The following graph shows the speedup over baseline for each benchmark:

:SPEC CPU 2017 speed up

Key observations.

  • All but 1 benchmark (600.perlbench_s) are improved by the patch
  • Average speedup is 12.7%
  • Maximum speedup is 34.7% (628.pop2_s)

Actions

2024-07-17

  • Paolo Update the cover letter to acknowledge the proximity of the code freeze and specify that we aim at the next release.
  • Paolo Account for regular checks on comments and time required to address feedback on the patch.
  • Paolo, Jeremy breakout of performance of the two contributions for the RISC-V Summit proposal.

2024-07-03

  • Jeremy, Paolo, Helene to share SSH keys with Nathan so that they can have access to a BananaPi board with RVV 1.0.
    • Done.

2024-06-05

  • Paolo Check behaviour of QEMU with tail bytes.
    • Deferred to prioritize host targeted optimization work.

2024-05-15

  • Jeremy to look at impact of masked v unmasked and strided v unstrided on vector operations.
    • lower proirity.

2024-05-08

  • Jeremy to characterise QEMU floating point performance and file it as a performance regression issue in QEMU GitLab.
    • low priority, deferred to prioritize the smoke tests work.

2024-05-01

  • Daniel to advise Paolo on best practice for preparing QEMU upstream submissions.

Risk register

The risk register is held in a shared spreadsheet, which is updated continuously.

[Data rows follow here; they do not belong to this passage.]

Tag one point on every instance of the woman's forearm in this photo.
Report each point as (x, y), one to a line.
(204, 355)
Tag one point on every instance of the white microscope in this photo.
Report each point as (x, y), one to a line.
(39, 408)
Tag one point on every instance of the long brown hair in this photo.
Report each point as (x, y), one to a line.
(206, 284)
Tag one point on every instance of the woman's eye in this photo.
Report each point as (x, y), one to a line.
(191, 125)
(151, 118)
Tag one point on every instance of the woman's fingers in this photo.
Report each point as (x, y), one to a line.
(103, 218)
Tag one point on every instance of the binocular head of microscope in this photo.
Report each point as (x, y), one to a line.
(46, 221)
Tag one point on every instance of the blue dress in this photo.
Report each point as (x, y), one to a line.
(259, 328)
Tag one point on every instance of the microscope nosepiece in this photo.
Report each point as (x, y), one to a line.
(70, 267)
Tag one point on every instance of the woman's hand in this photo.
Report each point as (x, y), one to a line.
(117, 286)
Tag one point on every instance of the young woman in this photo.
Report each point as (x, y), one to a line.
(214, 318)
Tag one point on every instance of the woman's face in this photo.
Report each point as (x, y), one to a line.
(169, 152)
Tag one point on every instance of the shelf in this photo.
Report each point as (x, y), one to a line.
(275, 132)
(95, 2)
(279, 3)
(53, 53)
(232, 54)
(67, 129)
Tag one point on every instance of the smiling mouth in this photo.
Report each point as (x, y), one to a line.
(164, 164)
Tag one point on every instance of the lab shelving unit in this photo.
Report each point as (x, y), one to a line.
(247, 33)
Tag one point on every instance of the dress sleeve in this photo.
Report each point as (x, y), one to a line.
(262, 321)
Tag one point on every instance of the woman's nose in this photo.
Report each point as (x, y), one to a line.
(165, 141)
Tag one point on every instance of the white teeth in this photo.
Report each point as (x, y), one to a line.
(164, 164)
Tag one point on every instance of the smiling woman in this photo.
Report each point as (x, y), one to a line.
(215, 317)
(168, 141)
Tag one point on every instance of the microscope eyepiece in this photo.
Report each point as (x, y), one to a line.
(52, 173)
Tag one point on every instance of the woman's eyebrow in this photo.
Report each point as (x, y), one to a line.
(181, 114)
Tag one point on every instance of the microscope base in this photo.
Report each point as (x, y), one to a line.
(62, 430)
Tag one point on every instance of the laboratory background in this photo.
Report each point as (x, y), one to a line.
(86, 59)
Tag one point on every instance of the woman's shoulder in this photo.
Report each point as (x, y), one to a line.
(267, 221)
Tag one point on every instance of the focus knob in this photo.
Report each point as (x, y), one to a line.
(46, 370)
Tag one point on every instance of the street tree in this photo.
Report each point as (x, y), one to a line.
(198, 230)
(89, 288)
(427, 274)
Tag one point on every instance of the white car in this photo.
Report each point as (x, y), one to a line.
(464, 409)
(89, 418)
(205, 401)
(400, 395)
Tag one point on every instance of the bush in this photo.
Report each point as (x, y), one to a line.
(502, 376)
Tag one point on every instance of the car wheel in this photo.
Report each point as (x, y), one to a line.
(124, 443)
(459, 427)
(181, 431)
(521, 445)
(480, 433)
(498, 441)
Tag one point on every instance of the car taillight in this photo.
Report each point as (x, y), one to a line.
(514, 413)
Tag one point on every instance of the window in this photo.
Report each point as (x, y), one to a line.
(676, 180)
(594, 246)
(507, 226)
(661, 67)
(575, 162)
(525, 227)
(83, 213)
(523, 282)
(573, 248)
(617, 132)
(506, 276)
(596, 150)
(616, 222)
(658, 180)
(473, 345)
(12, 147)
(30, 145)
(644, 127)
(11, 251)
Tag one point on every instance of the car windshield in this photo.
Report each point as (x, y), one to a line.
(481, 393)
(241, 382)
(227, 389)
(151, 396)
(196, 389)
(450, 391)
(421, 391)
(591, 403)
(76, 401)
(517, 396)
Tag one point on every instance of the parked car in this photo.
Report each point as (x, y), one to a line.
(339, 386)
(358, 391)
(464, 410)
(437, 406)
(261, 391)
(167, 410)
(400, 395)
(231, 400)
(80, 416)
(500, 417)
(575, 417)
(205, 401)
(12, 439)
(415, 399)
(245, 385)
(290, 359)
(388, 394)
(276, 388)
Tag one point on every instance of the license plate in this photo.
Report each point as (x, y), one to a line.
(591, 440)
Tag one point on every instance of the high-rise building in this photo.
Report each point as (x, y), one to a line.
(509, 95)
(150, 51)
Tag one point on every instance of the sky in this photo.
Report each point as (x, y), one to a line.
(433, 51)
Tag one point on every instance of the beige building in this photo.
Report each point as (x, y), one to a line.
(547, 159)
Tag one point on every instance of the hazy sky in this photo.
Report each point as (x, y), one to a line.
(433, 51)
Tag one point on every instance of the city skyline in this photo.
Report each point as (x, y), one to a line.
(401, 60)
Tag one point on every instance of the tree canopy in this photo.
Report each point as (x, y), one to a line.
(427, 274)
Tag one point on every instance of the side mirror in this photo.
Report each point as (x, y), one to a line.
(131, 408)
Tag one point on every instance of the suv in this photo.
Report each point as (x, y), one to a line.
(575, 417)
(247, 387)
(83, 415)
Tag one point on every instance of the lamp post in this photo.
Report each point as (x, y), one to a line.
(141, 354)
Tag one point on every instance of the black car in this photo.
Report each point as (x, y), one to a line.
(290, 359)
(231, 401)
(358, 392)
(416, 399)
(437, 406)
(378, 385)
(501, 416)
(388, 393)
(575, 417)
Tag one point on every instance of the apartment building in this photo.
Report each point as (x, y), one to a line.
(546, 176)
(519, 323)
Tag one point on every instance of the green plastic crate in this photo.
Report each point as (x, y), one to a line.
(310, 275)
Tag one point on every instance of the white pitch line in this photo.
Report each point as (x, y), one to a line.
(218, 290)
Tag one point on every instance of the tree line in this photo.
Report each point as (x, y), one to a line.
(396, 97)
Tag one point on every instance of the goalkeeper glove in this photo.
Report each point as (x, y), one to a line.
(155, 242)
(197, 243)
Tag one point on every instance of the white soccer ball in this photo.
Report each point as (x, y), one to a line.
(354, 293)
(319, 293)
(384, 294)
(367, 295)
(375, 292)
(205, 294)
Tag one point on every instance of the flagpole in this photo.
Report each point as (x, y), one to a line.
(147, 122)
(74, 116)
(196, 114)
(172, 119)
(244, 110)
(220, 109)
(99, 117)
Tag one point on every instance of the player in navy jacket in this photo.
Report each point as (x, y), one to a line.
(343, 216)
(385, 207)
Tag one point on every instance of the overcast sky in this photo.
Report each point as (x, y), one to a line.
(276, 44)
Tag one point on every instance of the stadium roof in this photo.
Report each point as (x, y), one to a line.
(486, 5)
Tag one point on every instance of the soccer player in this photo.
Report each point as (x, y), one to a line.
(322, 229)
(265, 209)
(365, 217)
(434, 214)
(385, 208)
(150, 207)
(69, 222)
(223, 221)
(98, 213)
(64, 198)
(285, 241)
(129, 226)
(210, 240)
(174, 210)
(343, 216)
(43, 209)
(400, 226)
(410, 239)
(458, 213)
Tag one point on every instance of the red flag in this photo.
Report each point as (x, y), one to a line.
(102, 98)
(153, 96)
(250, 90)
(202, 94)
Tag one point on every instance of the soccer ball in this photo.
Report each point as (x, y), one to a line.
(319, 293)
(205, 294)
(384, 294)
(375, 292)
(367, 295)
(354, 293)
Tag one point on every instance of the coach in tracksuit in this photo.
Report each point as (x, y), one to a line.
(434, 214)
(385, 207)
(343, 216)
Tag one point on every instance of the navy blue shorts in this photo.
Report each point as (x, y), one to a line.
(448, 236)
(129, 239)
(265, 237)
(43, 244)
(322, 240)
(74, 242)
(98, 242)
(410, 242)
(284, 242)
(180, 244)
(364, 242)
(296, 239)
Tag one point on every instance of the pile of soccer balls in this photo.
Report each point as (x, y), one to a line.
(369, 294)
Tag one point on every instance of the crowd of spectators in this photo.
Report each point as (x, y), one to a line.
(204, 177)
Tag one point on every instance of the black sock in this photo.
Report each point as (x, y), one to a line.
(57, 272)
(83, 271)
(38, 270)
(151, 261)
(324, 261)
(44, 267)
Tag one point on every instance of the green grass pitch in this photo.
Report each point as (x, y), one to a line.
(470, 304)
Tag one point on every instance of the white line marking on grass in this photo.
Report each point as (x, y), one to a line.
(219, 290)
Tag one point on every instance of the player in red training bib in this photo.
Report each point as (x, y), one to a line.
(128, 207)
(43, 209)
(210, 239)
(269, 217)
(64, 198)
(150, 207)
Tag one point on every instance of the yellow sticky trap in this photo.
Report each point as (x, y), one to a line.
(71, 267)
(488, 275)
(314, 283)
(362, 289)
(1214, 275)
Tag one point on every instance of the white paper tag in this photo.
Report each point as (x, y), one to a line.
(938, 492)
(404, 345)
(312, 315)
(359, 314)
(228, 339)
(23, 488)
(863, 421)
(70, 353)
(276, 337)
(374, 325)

There are no changes to the risk register this week.

Planned absences

Helene will be on vacation from the 29th of July to the 11th of August. Paolo will be on vacation on the 8th and 9th of August.

For the record

The project team

  • Paolo Savini (Embecosm)
  • Hélène Chelin (Embecosm)
  • Jeremy Bennett (Embecosm)
  • Hugh O'Keeffe (Ashling)
  • Nadim Shehayed (Ashling)
  • Daniel Barboza (Ventana)

Current priorities

Our current set of agreed priorities are as follows

  • vector load/store ops for x86_64 AVX
  • vector load/store ops for AArch64/Neon
  • vector integer ALU ops for x86_64 AVX
  • vector load/store ops for Intel AVX10

For each of these there will be an analysis phase and an optimization phase, leading to the following set of work packages.

  • WP0: Infrastructure
  • WP1: Analysis of vector load/store ops on x86_64 AVX
  • WP2: Optimization of vector load/store ops on x86_64 AVX
  • WP3: Analysis of vector load/store ops on AArch64/Neon
  • WP4: Optimization of vector load/store ops on AArch64/Neon
  • WP5: Analysis of integer ALU ops on x86_64 AVX
  • WP6: Optimization of integer ALU ops on x86_64 AVX
  • WP7: Analysis of vector load/store ops on Intel AVX10
  • WP8: Optimization of vector load/store ops on Intel AVX10

These priorities can be revised by agreement with RISE during the project.